Semi-supervised Variational Temporal Convolutional Network for IoT Communication Multi-anomaly Detection
Yan Xu, Yongliang Cheng

TL;DR
This paper introduces SS-VTCN, a semi-supervised deep learning model combining Variational Autoencoders and Temporal Convolutional Networks, to effectively detect multiple anomalies in IoT communication networks, improving over existing methods.
Contribution
The paper presents a novel semi-supervised model, SS-VTCN, specifically designed for multi-anomaly detection in IoT networks, leveraging both labeled and unlabeled data for improved accuracy.
Findings
Outperforms state-of-the-art semi-supervised methods in anomaly detection.
Effective in real-world smart home IoT datasets.
Demonstrates robustness in detecting diverse IoT communication anomalies.
Abstract
The consumer Internet of Things (IoT) have developed in recent years. Mass IoT devices are constructed to build a huge communications network. But these devices are insecure in reality, it means that the communications network are exposed by the attacker.
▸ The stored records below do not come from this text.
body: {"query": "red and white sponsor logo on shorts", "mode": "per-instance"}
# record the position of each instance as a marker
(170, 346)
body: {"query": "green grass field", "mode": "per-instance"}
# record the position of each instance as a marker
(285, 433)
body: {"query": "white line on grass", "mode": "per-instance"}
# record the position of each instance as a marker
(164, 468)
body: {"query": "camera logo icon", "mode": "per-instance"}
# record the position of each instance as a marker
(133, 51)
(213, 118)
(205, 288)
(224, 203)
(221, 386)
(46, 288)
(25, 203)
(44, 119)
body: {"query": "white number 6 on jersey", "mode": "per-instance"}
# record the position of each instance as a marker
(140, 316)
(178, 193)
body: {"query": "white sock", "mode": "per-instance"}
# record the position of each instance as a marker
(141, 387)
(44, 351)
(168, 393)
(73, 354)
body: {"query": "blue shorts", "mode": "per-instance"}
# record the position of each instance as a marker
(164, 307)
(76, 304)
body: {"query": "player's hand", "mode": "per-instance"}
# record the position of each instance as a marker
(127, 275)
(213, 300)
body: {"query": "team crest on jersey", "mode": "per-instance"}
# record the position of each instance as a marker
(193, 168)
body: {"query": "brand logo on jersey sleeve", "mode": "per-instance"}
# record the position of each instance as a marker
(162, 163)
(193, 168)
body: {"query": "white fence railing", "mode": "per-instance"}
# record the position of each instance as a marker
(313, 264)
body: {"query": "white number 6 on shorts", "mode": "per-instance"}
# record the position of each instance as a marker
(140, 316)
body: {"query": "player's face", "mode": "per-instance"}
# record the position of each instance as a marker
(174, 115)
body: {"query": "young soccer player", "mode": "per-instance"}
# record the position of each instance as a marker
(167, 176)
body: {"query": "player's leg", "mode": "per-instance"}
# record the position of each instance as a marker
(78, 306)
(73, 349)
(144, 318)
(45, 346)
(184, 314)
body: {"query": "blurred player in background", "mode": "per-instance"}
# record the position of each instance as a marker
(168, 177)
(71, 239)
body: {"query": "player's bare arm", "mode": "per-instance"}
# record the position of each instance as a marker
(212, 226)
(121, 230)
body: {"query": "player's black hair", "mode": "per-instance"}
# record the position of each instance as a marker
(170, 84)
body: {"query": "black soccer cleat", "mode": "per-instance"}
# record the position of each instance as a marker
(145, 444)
Moreover, the IoT communication network also faces with variety of sudden errors. Therefore, it easily leads to that is vulnerable with the threat of attacker and system failure. The severe situation of IoT communication network motivates the development of new techniques to automatically detect multi-anomaly. In this paper, we propose SS-VTCN, a semi-supervised network for IoT multiple anomaly detection that works well effectively for IoT communication network. SS-VTCN is designed to capture the normal patterns of the IoT traffic data based on the distribution whether it is labeled or not by learning their representations with key…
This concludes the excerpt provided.